The sea called to her, swirling dizzily in her dreams as slept on the bus ride down to the sea shanty the locals called Lost Revenge. Tales of pirates treasure hidden under the beaches were spun for tourists lurking in large hotels with metal detectors stashed away in their over packed luggage. Hera ignored the stares and pitying looks her follow travelers gave her and studied the hand-traced map she had painstakingly completed a few hours before.
She got off at Lost Revenge's embarrassingly tiny bus stop and breathed salt air for the first time. She nearly took off her oxygen mask to lick the air.
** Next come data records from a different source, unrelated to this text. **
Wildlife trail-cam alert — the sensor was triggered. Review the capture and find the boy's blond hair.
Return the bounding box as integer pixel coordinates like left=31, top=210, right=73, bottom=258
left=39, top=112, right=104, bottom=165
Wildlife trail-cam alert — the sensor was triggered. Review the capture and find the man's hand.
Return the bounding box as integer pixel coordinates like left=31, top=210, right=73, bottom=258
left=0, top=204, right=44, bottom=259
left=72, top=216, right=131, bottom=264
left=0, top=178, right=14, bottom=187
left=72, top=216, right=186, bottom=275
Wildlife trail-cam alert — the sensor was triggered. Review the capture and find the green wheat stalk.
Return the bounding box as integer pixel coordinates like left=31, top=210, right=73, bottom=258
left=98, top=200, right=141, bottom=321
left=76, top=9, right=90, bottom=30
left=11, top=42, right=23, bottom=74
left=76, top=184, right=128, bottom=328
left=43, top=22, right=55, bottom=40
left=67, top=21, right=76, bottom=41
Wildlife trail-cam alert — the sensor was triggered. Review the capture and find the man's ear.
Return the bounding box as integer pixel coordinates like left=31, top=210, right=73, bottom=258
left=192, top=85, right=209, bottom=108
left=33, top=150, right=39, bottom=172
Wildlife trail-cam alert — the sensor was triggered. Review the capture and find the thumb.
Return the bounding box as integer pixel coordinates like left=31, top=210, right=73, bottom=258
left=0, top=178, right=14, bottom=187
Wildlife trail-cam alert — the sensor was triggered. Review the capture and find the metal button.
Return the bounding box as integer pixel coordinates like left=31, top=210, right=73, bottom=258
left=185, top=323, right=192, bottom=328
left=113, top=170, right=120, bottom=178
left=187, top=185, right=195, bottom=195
It smelled so hopelessly wonderful. This was her destiny: to meet the sea and the sea meet her. Greedy obnoxious seagulls circled overhead but she did not heed their calls for her tuna sandwiches she had stashed away in her waterproof bag. She took the handicapped ramp down the sea edge, almost too close. She began to undress, trying to not to care about a gaggle of tourists just down the beach suddenly noticing her. She shrugged off her clothes like a sea lion, edged herself off her wheelchair, bag in hand and felt at once with the edge of her fin the warm touch of the sand.
Hera scooted herself into the sea form soaking through her scales and crawled through the shallows into deeper waters, feeling happier than she had for a long time. She swam into the depths, not caring when where the currents took her. She was finally free. She wriggled in the water feeling the off-kilter slap she gave the waves with her fin. The ocean was stronger than her, threatening to throw her back to the shore, but she determined that nothing but a bolt of lightning would stop her from swimming as far from land and dirt and dry air as she could.
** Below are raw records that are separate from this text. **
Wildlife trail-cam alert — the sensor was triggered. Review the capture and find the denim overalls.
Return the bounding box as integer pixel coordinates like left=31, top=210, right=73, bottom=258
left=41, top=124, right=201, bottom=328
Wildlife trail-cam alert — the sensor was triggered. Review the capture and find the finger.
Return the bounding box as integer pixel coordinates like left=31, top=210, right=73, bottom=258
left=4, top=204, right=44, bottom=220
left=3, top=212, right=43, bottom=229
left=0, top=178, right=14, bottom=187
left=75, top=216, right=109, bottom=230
The gills at her throat suddenly began to sense their given purpose in this salt water, and her need for air dropped considerably. And so, she dove, down the corridors of currents and murky waters, through blue water corals gardens and darting between jelly fish to the deeper ocean floors, hoping that her first day in the sea would be extremely lucky. She wanted to see her water-cousins, the selkies in their underwater grottos with pillars of pink coral. But when a whale threatened to overtake her she fled upwards towards the equal blue basin of the sky, and broke the ocean's serene surface. She tricked herself into believing that she saw a selkie in the distance then, a sea lioness on her way to some lost sandbar diving in and out of the waves for a few moments before diving under the surface to find the murky road to food and shelter.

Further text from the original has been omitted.